Stay in touch. Communication is an essential component in maintaining a positive relationship. As a family you need to consider how often and with what method you are going to communicate. In addition to cell phones and land lines, contact through e-mail accounts, instant messages, voice mail, and sometimes video chats are options to be considered. Negotiate the ways and the frequency with which you are going to communicate before school starts. Establish a system that allows you and your child to be in touch about routine as well as times when questions need to be answered or concerns have to be addressed. Emergency contact methods also have to be worked out.

Agreement should be reached about the frequency of contact, the reasons for contact, who initiates contact, and when someone has to return a contact. Parents often find themselves chasing their children, trying to get them to call back. Having a set time for contact on an agreed-upon schedule helps reduce that problem. As students and parents are adjusting to the new situation, contact every other day may be appropriate, but after the first few weeks, contact twice a week is probably more realistic.
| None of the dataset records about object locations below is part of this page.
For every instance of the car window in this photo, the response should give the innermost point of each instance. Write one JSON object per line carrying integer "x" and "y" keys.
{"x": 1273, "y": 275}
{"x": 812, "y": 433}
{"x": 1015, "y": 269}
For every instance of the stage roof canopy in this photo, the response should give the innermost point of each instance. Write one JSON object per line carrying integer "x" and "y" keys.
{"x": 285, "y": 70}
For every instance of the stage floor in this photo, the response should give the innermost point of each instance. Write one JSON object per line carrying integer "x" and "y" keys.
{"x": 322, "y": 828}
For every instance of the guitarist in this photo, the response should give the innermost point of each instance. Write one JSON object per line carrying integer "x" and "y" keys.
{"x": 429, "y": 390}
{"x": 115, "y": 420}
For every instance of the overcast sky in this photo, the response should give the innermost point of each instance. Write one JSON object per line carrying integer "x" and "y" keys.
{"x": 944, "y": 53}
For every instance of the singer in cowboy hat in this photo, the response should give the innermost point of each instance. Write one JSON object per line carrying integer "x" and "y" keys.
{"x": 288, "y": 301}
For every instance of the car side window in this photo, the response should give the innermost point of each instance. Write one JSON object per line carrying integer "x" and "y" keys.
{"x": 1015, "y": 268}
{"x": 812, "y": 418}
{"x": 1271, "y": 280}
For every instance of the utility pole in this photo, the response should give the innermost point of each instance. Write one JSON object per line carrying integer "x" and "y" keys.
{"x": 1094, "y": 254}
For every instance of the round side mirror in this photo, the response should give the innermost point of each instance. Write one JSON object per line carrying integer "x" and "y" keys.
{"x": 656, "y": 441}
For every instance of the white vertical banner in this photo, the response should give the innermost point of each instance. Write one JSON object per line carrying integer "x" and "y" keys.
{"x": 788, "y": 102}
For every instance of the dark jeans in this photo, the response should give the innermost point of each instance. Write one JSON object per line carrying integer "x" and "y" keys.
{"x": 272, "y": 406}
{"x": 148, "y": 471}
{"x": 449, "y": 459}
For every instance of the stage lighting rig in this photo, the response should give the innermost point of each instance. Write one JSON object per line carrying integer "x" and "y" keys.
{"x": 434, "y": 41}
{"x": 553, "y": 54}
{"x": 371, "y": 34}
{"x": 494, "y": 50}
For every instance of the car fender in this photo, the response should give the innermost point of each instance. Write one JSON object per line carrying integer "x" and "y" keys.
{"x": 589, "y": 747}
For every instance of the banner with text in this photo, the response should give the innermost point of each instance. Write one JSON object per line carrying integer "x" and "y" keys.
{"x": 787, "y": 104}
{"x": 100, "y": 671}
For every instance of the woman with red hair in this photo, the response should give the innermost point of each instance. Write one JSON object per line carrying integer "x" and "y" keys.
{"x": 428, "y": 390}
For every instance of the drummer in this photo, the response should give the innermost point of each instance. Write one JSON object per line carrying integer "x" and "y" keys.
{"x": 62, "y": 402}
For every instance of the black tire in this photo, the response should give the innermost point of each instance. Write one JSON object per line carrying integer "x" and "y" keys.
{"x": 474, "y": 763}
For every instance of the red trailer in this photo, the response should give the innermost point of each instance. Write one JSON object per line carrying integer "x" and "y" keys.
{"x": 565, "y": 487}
As you negotiate these plans, remember that you and your children are navigating a new phase in your relationship. Your child will need some times alone to establish new relationships and a new schedule for school and leisure pursuits. Parents need to get used to the idea that they are no longer going to be involved in their child’s daily experiences as they were before. As a result, you may find yourself feeling lonely, worried, and underutilized. Be careful not to respond to these feelings by getting on the phone or leaving a voice mail or e-mail. Although you may believe that the way to handle these feelings is to reach out to your child, that may not be the best way in the long run. As you and your child are confronted with this new developmental challenge, you both need as many resources and as much time as possible to develop skills for managing that challenge. Find other ways to reassure yourself that your child is most likely doing fine and to reduce your own feelings of loneliness. In that way, you’ll grow into an effective parent who can be an adviser to your child, and who is able to see him stumble and grow. Older kids who are away from home for extended periods of time or are establishing new homes need time to work on their feelings of loneliness and develop their new social network and friendships. Overly frequent contacts from their parents may leave them less effective in confronting these new challenges. Remember that most people are extremely capable and adaptable. Millions of parents and kids have met this challenge before. There is no reason to believe that millions more, including you and your child, will not be able to meet it as well.